I have no issues with sharing the repository. I've already shared the access details with Stephan and he has cloned the corrupted repository.

As of now though, since the corruption is fixed, cloning will not show any issues in the repository.

It would be great if you can look into the corrupted repository as well. I can email it to you directly if that's what you prefer.

Fossil has been my go-to version management system for over a decade now and I would be grateful if I can do anything to improve it in my own small way!

Thank you for the wonderful piece of software. Besides SQLite of course :)

(30) By Stephan Beal (stephan) on 2021-12-18 20:40:40 in reply to 28 [link] [source]

I have no issues with sharing the repository. I've already shared the access details with Stephan and he has cloned the corrupted repository.

We have the corrupted clone but we'd ideally need access to the original broken server copy, as opposed to a clone.

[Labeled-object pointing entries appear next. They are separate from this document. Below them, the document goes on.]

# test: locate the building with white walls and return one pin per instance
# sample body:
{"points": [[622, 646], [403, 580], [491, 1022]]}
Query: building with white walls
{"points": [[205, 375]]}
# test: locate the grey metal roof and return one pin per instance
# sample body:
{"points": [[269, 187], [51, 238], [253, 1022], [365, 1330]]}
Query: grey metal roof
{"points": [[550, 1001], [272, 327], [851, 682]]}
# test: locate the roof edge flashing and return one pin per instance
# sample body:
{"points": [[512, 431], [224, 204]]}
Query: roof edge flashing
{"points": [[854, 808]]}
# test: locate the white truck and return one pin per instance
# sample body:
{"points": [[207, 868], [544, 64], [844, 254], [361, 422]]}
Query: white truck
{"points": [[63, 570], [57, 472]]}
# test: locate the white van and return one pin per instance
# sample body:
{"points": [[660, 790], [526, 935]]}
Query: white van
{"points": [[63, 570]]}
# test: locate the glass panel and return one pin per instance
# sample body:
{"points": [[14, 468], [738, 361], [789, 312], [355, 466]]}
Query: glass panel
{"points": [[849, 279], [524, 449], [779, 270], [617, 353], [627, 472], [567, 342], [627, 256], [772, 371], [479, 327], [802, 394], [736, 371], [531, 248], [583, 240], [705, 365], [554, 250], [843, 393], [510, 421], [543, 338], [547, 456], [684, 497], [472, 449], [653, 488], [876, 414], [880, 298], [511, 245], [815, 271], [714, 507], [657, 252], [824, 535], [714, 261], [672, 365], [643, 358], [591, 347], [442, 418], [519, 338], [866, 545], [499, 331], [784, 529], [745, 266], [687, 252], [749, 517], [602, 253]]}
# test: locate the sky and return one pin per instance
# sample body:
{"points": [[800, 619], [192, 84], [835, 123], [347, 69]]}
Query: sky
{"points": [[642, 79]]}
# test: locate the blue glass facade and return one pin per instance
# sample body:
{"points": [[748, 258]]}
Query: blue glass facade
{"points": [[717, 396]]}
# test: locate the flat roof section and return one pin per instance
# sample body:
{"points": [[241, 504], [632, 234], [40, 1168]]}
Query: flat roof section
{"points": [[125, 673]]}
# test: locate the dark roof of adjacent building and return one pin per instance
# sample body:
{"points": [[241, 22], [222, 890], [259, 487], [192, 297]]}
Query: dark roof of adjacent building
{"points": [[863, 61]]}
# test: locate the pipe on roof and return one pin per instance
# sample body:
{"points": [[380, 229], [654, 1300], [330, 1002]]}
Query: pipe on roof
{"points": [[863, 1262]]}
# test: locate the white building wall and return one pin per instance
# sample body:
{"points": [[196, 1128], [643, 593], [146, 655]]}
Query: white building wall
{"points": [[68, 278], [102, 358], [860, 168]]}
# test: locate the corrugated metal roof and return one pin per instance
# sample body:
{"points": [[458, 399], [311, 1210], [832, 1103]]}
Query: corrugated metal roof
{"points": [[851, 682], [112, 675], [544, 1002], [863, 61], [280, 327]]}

If you could set up a copy of that for us, you can purge any private info from it with:

$ fossil scrub --verily the-copy-of-the-repo.fossil

See...

$ fossil help scrub
Usage: fossil scrub ?OPTIONS? ?REPOSITORY?

The command removes sensitive information (such as passwords) from a
repository so that the repository can be sent to an untrusted reader.
...

(31.1) By abhijit (abhijitnandy) on 2021-12-18 21:23:44 edited from 31.0 in reply to 30 [link] [source]

I've sent the fossil repository in an email to you and Richard.

Thanks again.

(23) By anonymous on 2021-12-18 03:50:00 in reply to 16 [link] [source]

> Probably the easiest way to check each developer's copy of the repo is
> via this SQL:

Why not just use "fossil test-integrity" on all the developers clones to
find out which one does not report the bad hash errors?

Andy

(24.1) By Stephan Beal (stephan) on 2021-12-18 04:03:48 edited from 24.0 in reply to 23 [link] [source]

Why not just use "fossil test-integrity" on all the developers clones to find out which one does not report the bad hash errors?

~~That would also be an option, it's just not the one which came to mind at the time.~~

Edit: nevermind, that wouldn't be an option. test-integrity reports the RIDs of the corrupted blobs, not their hashes, and the RIDs are not stable across different repository clones.